The Salvation Army has said it usually maintains a waiting list of roughly 100 homeless families in need of shelter.
“The true need for family emergency shelter and moteling in greater Grand Rapids is just beginning to be identified,” wrote Wheaton. “Work to align the (Salvation Army’s) Housing Assessment Program intake process with (MDHHS’s) Emergency Shelter Program eligibility made it become clear quickly that the need is much greater than previously reported.”
Wheaton said the community must address two key issues: an immediate need for emergency shelter for families and a significant need for permanent affordable housing in Kent County for very low-income families experiencing homelessness.
Wheaton said the Greater Grand Rapids Continuum of Care has created an emergency task force to develop strategies.
Meanwhile, Mel Trotter Ministries has cleaned out classrooms, offices and community spaces to make extra rooms for homeless families.
The downtown Grand Rapids shelter already has 22 rooms for homeless families.
Now, it’s clearing rooms to make additional space to accommodate – at least temporarily – nine more families in crisis.

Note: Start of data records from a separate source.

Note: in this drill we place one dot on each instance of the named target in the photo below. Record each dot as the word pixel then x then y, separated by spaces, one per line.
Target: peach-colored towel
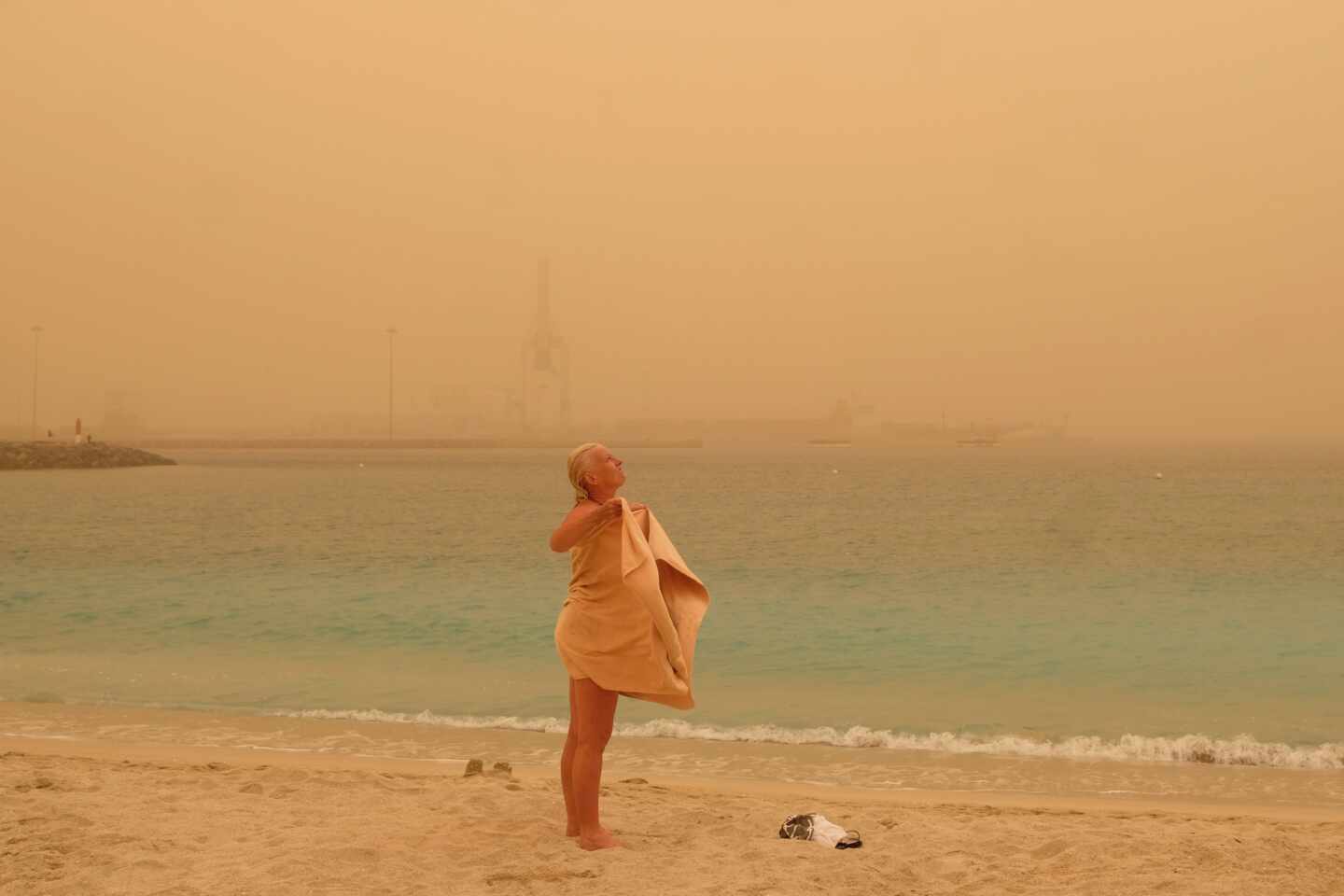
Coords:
pixel 633 611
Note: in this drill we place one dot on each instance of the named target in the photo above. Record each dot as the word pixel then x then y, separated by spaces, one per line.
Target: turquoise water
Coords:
pixel 1017 599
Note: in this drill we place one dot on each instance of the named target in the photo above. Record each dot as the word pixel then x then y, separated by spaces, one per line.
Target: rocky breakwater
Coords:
pixel 64 455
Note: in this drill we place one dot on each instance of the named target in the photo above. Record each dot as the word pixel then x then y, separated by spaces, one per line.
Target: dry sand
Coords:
pixel 88 817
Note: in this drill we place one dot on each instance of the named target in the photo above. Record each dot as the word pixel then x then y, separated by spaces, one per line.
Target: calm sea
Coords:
pixel 1014 599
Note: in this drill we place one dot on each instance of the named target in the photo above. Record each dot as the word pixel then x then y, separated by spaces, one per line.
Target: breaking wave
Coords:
pixel 1240 749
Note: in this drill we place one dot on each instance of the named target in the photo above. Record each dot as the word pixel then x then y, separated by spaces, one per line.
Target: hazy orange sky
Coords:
pixel 1129 213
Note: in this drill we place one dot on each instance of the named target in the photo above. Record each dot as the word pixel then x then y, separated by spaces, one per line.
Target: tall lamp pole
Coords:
pixel 391 332
pixel 36 337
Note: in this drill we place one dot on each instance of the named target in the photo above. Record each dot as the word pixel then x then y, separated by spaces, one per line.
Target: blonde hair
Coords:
pixel 577 468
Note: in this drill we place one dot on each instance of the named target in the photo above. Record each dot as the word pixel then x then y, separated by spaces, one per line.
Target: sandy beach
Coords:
pixel 119 814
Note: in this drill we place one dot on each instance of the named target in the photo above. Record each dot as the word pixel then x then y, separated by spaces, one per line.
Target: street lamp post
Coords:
pixel 391 332
pixel 36 337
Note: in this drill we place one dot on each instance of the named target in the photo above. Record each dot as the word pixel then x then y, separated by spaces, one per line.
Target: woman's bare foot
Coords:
pixel 571 829
pixel 602 840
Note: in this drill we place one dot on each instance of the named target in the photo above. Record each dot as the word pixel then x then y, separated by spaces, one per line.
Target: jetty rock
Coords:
pixel 64 455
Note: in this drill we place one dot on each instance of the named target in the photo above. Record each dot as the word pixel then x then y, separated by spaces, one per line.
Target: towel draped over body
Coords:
pixel 633 611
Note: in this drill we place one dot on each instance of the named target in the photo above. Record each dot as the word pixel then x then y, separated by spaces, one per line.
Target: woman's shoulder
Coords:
pixel 582 510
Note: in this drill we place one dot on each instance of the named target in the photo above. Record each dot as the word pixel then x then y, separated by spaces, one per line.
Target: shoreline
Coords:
pixel 1090 785
pixel 95 817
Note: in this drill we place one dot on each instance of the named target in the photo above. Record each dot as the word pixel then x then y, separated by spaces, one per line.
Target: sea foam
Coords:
pixel 1242 749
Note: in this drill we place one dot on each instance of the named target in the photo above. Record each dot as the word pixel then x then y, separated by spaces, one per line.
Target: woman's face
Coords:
pixel 605 470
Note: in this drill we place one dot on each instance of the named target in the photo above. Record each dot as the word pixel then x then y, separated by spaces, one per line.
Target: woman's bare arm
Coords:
pixel 582 522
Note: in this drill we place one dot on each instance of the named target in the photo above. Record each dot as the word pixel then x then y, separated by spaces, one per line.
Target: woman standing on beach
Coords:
pixel 628 624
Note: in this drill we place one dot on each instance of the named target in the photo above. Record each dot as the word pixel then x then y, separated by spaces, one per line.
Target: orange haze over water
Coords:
pixel 1129 213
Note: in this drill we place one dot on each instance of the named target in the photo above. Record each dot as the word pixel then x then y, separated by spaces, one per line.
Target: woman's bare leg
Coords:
pixel 571 742
pixel 595 713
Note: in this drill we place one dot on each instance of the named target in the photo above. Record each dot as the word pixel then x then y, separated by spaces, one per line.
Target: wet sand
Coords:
pixel 133 812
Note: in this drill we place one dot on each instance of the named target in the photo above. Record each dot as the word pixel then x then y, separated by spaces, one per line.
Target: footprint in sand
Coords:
pixel 1048 850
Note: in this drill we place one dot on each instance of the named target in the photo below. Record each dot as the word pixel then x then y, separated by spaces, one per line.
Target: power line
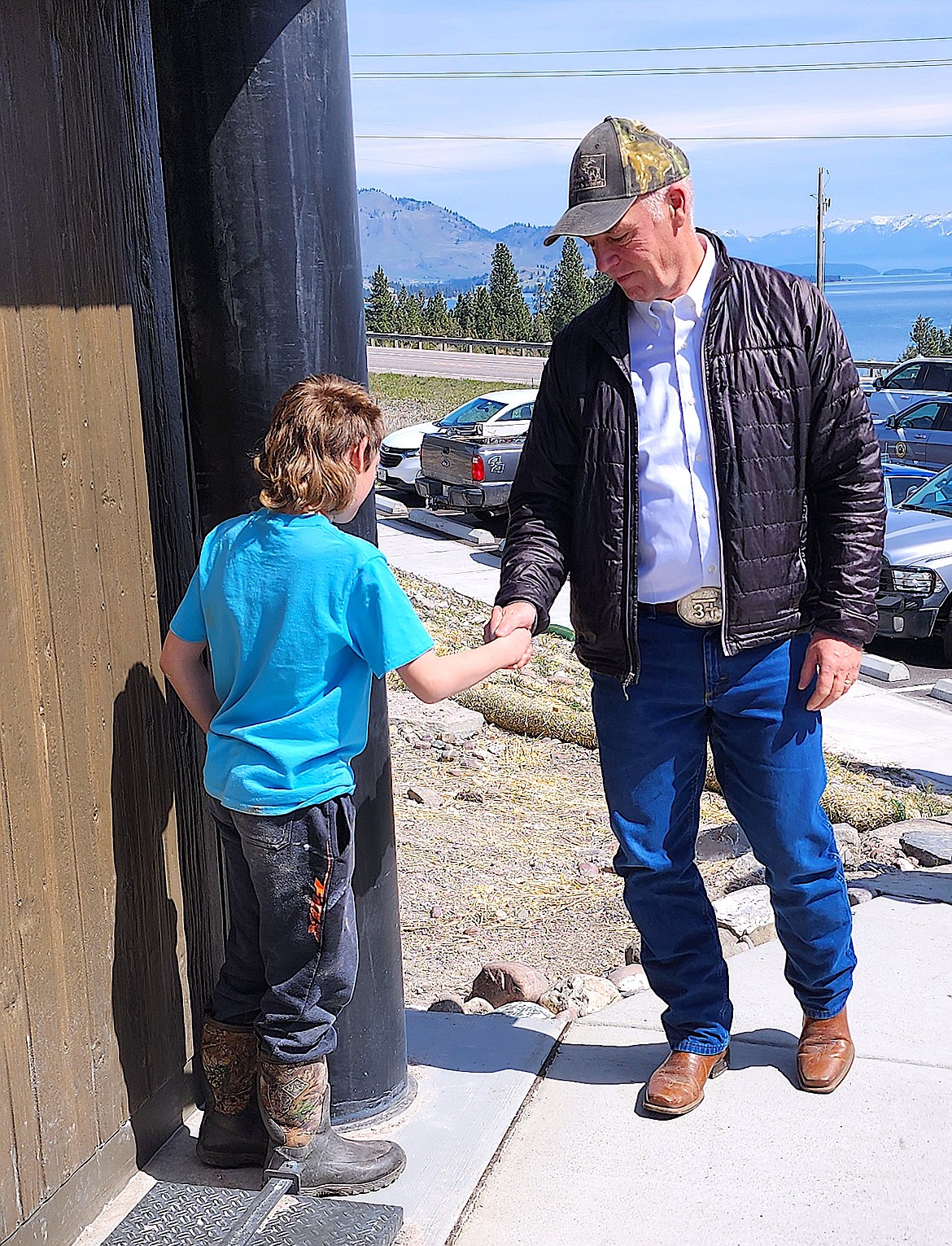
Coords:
pixel 632 51
pixel 701 138
pixel 475 75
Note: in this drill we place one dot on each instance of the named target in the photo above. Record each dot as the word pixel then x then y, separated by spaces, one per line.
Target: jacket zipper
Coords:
pixel 710 424
pixel 631 525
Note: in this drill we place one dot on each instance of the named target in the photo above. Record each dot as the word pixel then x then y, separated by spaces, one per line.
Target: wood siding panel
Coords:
pixel 93 1003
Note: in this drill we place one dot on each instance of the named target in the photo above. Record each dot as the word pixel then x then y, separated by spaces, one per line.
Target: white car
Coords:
pixel 501 414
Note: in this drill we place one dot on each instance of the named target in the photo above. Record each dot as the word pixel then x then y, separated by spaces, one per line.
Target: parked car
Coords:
pixel 504 413
pixel 915 597
pixel 909 384
pixel 901 480
pixel 919 436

24 Hour News 8 was at the Super 8 Motel in Wyoming Tuesday when one family, a single mom with eight kids, packed up to head to Mel Trotter.
The head of housekeeping at Super 8 said it’s been heartbreaking to see all of the homeless families bouncing from hotel to hotel.
“We’ve had them here at our hotels for months, different families,” said Salina Applewhite. “It’s sad to see them like this. I wish people could come together and do more to help families like this.”